ECLI:NL:RBDHA:2024:335
Rechtbank Den Haag
- Eerste aanleg - enkelvoudig
- Rechtspraak.nl
Beoordeling van het beroep tegen het niet in behandeling nemen van een asielaanvraag op basis van het interstatelijk vertrouwensbeginsel
In deze uitspraak beoordeelt de Rechtbank Den Haag het beroep van eiser tegen het niet in behandeling nemen van zijn asielaanvraag door de staatssecretaris van Justitie en Veiligheid. De staatssecretaris heeft de aanvraag met het bestreden besluit van 22 november 2023 niet in behandeling genomen, omdat Duitsland verantwoordelijk zou zijn voor de aanvraag. De rechtbank heeft het beroep op 20 december 2023 behandeld, waarbij de gemachtigde van de staatssecretaris aanwezig was, maar eiser en zijn gemachtigde niet verschenen.
De rechtbank concludeert dat de staatssecretaris terecht heeft geoordeeld dat Duitsland verantwoordelijk is voor de asielaanvraag van eiser, op basis van de Dublinverordening. Eiser heeft betoogd dat Duitsland niet voldoet aan de Europese richtlijnen en dat hij daar niet veilig is, maar de rechtbank oordeelt dat hij onvoldoende bewijs heeft geleverd om het interstatelijk vertrouwensbeginsel te weerleggen. De rechtbank wijst erop dat de staatssecretaris mag uitgaan van dit beginsel, tenzij de vreemdeling aannemelijk maakt dat dit niet het geval is.

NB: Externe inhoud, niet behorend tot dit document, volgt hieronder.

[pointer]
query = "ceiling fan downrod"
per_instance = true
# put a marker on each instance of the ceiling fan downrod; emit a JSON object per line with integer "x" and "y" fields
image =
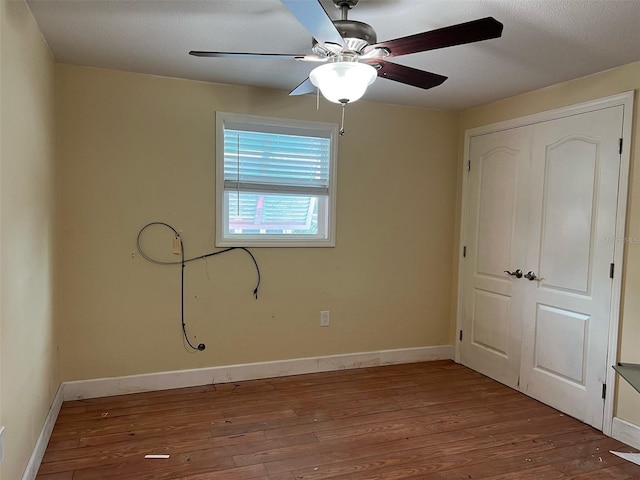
{"x": 345, "y": 6}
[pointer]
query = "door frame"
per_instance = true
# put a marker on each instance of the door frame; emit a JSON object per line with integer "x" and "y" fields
{"x": 626, "y": 100}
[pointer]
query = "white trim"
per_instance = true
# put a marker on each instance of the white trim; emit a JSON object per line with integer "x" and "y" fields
{"x": 104, "y": 387}
{"x": 626, "y": 432}
{"x": 625, "y": 99}
{"x": 33, "y": 465}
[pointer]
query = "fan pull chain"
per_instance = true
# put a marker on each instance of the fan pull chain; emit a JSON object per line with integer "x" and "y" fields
{"x": 238, "y": 174}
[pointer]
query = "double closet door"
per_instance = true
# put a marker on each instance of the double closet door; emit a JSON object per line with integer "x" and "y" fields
{"x": 539, "y": 236}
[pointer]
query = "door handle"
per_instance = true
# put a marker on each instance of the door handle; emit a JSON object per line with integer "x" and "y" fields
{"x": 517, "y": 273}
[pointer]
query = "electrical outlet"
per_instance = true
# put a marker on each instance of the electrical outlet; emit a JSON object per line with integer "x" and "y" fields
{"x": 177, "y": 245}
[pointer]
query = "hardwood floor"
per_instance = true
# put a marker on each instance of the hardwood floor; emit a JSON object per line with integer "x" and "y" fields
{"x": 434, "y": 420}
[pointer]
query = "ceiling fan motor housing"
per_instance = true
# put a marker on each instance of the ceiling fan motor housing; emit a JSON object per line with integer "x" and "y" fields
{"x": 357, "y": 35}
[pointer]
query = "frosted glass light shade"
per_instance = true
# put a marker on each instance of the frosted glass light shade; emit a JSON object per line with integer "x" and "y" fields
{"x": 342, "y": 82}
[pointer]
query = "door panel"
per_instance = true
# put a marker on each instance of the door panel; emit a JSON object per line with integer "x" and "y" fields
{"x": 566, "y": 313}
{"x": 568, "y": 214}
{"x": 495, "y": 219}
{"x": 543, "y": 198}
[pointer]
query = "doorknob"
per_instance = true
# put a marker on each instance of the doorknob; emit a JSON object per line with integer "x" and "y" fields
{"x": 517, "y": 273}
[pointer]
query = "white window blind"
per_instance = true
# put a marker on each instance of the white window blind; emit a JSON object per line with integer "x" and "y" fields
{"x": 275, "y": 182}
{"x": 268, "y": 162}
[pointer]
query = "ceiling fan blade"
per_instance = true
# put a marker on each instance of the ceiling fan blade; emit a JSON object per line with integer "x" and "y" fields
{"x": 197, "y": 53}
{"x": 312, "y": 15}
{"x": 408, "y": 75}
{"x": 304, "y": 88}
{"x": 474, "y": 31}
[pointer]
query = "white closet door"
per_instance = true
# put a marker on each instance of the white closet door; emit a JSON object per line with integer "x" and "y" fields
{"x": 570, "y": 247}
{"x": 496, "y": 218}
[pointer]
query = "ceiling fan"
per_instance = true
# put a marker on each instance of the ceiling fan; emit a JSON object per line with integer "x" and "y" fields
{"x": 353, "y": 57}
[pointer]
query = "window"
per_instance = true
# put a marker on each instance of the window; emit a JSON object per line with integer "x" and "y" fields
{"x": 275, "y": 182}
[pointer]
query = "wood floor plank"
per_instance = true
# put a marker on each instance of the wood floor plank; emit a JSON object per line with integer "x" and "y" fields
{"x": 430, "y": 420}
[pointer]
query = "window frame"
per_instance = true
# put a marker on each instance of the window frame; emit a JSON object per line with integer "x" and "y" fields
{"x": 238, "y": 121}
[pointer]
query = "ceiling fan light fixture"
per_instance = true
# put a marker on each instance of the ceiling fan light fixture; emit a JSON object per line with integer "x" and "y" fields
{"x": 343, "y": 82}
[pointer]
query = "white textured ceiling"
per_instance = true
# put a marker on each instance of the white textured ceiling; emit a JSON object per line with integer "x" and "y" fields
{"x": 544, "y": 42}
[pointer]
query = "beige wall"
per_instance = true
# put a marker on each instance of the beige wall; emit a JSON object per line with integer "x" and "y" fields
{"x": 28, "y": 374}
{"x": 135, "y": 148}
{"x": 619, "y": 80}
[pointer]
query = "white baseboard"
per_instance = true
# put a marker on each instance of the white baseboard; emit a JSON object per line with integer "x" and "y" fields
{"x": 626, "y": 432}
{"x": 31, "y": 470}
{"x": 105, "y": 387}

Eiser heeft verwezen naar het AIDA-rapport, maar de rechtbank stelt vast dat dit rapport niet voldoende onderbouwt dat er sprake is van systematische tekortkomingen in de opvang in Duitsland. Ook zijn de argumenten van eiser over de toegang tot rechtsbijstand en de veiligheid in Duitsland niet overtuigend genoeg om het besluit van de staatssecretaris te weerleggen. De rechtbank verklaart het beroep ongegrond, wat betekent dat de staatssecretaris de aanvraag terecht niet in behandeling heeft genomen. Eiser krijgt geen proceskostenvergoeding.